I get True in both cases.

Chillee commented 5 years ago

@dschaehi I get True for the first one and False for the second one, which lends more credence to the idea that it's a floating point roundoff error.

For numpy, if I print out the difference, I get something on the order of 1e-16.

>>> A = np.random.randn(11111111, 20)
>>> B = np.random.randn(20, 2)
>>> np.array_equal((A @ B)[8807984:], A[8807984:] @ B)
False
>>> np.max((A @ B)[8807984:] - A[8807984:] @ B)
9.992007221626409e-16
dschaehi commented 5 years ago

Hmm, can you check what you get if you run the following?

A = torch.randn((11111111, 20), device=torch.device("cuda"))
B = torch.randn((20, 2), device=torch.device("cuda"))
print(((A @ B)[8807984:] - A[8807984:] @ B).abs().max())

Expected return value is 0.0 but I get 27.1736, which is really large.

-- I found this issue when I was running a neural network model on a validation set with a large batch size and realized that the model gave a completely different validation result compared to the case when smaller batch size is used. Since this could cause a serious problem for deep learning practitioner, it should be mentioned somewhere in the PyTorch documentation?

rmcavoy commented 5 years ago

I got tensor(7.6294e-06, device='cuda:0') which is of order single floating point machine epsilon.

dschaehi commented 5 years ago

@rmcavoy Isn't it still weird that A's row size causes a floating point problem (and not A's column size), considering the fact that (A @ B)[i, j] = A[i, :] @ B[:, j]? Perhaps one needs to understand what happens under the hood of the optimized matrix multiplication algorithms...

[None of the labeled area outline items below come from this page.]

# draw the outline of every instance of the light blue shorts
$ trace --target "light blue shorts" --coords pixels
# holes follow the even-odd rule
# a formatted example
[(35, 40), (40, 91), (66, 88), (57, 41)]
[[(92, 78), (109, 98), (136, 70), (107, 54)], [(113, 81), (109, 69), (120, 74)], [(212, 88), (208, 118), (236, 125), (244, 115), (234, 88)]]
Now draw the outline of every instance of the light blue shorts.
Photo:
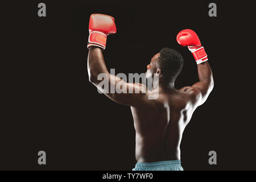
[(180, 160), (137, 163), (133, 171), (184, 171)]

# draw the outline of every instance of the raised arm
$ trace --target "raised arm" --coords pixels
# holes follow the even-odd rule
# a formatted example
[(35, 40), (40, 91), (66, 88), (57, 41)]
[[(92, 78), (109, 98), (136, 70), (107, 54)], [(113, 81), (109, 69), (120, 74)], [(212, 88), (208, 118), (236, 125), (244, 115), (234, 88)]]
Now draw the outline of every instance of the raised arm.
[(188, 46), (197, 64), (199, 82), (192, 86), (185, 86), (180, 89), (185, 92), (192, 102), (196, 106), (205, 102), (213, 88), (213, 78), (212, 69), (207, 61), (207, 55), (196, 34), (192, 30), (181, 31), (177, 35), (177, 41), (183, 46)]
[[(106, 36), (116, 32), (114, 18), (93, 14), (90, 18), (89, 30), (90, 35), (87, 47), (89, 48), (88, 71), (90, 81), (116, 102), (132, 106), (141, 104), (139, 101), (143, 100), (146, 95), (146, 86), (127, 83), (110, 75), (105, 63), (102, 50), (106, 47)], [(114, 90), (112, 88), (114, 88)]]

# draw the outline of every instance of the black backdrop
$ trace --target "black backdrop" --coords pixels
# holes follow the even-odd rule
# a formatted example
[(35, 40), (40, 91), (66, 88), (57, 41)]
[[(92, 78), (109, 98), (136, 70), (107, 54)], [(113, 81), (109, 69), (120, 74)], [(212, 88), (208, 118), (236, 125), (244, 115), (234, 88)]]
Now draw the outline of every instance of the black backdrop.
[[(144, 72), (150, 58), (171, 47), (184, 59), (179, 88), (198, 81), (196, 64), (176, 36), (191, 28), (208, 55), (214, 88), (195, 112), (181, 144), (185, 169), (255, 169), (253, 6), (246, 1), (23, 1), (2, 6), (1, 169), (130, 170), (135, 131), (128, 106), (88, 80), (91, 14), (115, 18), (117, 33), (104, 52), (116, 73)], [(47, 17), (38, 16), (38, 5)], [(210, 2), (217, 16), (208, 16)], [(250, 103), (252, 104), (249, 104)], [(38, 164), (38, 152), (47, 165)], [(217, 164), (208, 164), (217, 152)]]

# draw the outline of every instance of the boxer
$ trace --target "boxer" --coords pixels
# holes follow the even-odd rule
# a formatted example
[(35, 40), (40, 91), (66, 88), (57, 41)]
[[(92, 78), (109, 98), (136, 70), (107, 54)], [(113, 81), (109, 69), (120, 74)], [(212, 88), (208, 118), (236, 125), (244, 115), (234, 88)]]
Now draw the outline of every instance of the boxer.
[[(213, 79), (207, 55), (196, 34), (181, 31), (176, 39), (188, 47), (197, 64), (199, 82), (179, 89), (175, 80), (183, 65), (182, 56), (176, 51), (164, 48), (155, 55), (147, 66), (147, 73), (156, 74), (157, 85), (152, 90), (139, 83), (128, 83), (110, 75), (106, 67), (102, 50), (107, 35), (117, 32), (114, 18), (92, 14), (89, 24), (88, 71), (89, 81), (99, 89), (98, 75), (105, 73), (109, 85), (122, 84), (127, 89), (138, 89), (139, 93), (110, 93), (102, 90), (113, 101), (130, 106), (136, 131), (134, 171), (183, 170), (180, 162), (180, 144), (183, 131), (195, 109), (205, 102), (213, 88)], [(109, 86), (110, 88), (110, 86)], [(158, 97), (149, 100), (148, 95), (158, 90)], [(146, 92), (143, 91), (146, 90)]]

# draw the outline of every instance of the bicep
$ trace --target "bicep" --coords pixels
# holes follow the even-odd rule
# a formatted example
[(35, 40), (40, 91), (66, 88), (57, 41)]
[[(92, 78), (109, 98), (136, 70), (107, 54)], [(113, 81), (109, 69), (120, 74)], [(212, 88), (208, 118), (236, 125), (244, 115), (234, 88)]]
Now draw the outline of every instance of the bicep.
[(207, 82), (198, 82), (192, 86), (180, 89), (186, 92), (191, 102), (199, 106), (204, 104), (212, 91), (213, 86)]
[(146, 86), (142, 84), (127, 83), (110, 74), (101, 77), (104, 79), (96, 86), (115, 102), (134, 106), (140, 103), (146, 94)]

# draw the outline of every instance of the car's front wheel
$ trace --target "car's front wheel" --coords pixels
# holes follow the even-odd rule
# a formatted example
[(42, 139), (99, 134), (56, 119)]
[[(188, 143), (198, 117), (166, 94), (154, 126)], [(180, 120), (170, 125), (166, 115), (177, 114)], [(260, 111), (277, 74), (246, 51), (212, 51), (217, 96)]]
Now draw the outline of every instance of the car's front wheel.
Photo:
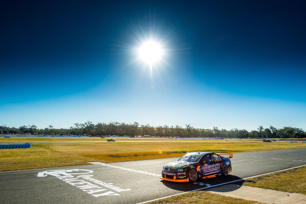
[(223, 176), (227, 176), (228, 175), (228, 167), (226, 165), (223, 165), (222, 169), (222, 174)]
[(195, 170), (192, 169), (189, 171), (189, 181), (190, 182), (195, 182), (197, 180), (198, 176), (197, 172)]

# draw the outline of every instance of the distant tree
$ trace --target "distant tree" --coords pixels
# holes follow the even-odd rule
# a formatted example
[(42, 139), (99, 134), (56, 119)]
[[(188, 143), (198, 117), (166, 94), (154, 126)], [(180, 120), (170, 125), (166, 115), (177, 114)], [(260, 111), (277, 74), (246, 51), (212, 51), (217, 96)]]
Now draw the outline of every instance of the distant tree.
[(264, 132), (265, 136), (266, 138), (270, 138), (272, 136), (272, 133), (271, 132), (271, 130), (268, 128), (265, 129)]

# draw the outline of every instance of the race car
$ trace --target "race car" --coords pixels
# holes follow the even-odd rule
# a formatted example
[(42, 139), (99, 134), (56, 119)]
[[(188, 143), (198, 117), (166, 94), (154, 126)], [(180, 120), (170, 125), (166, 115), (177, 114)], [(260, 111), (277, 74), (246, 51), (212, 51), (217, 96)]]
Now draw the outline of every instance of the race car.
[(161, 178), (175, 182), (194, 182), (199, 178), (226, 176), (232, 172), (231, 160), (223, 154), (196, 151), (188, 153), (178, 160), (163, 167)]

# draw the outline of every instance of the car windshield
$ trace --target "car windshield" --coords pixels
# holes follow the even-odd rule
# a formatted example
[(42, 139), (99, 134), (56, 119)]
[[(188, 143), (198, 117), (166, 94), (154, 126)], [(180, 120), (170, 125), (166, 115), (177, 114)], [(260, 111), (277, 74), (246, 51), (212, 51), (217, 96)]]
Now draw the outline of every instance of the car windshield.
[(178, 161), (193, 163), (198, 162), (200, 159), (201, 159), (201, 157), (202, 157), (202, 155), (187, 155), (180, 159)]

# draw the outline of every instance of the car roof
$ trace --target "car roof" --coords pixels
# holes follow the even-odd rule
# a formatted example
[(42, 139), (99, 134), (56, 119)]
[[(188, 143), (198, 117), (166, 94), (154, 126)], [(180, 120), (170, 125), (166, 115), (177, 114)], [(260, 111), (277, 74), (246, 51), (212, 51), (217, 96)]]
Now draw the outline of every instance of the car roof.
[(188, 155), (206, 155), (207, 154), (212, 153), (212, 152), (208, 152), (207, 151), (193, 151), (192, 152), (188, 153)]

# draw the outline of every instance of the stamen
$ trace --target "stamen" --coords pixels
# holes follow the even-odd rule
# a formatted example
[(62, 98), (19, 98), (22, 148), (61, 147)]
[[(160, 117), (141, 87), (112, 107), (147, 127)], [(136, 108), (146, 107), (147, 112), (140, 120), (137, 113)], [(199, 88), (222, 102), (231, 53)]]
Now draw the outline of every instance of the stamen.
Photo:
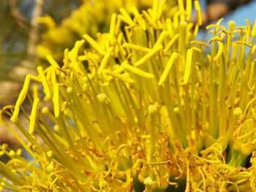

dschaehi commented 5 years ago

Hmm, can you check what you get if you run the following?

A = torch.randn((11111111, 20), device=torch.device("cuda"))
B = torch.randn((20, 2), device=torch.device("cuda"))
print(((A @ B)[8807984:] - A[8807984:] @ B).abs().max())

Expected return value is 0.0 but I get 27.1736, which is really large.

After upgrading my NVIDIA CUDA toolkit to version 10.1 and PyTorch to 1.2.0 I got the following result: tensor(4.7684e-06, device='cuda:0'). So the effect of the floating point error problem could be reduced by upgrading CUDA toolkit and PyTorch.

ezyang commented 5 years ago

This is probably the same thing as #22078

gchanan commented 4 years ago

I don't think this is high priority; the linked issue shows that newer versions of PyTorch will warn if you are running under the conditions which trigger the bug. If you want to argue we should warn and use a slower path I could buy that.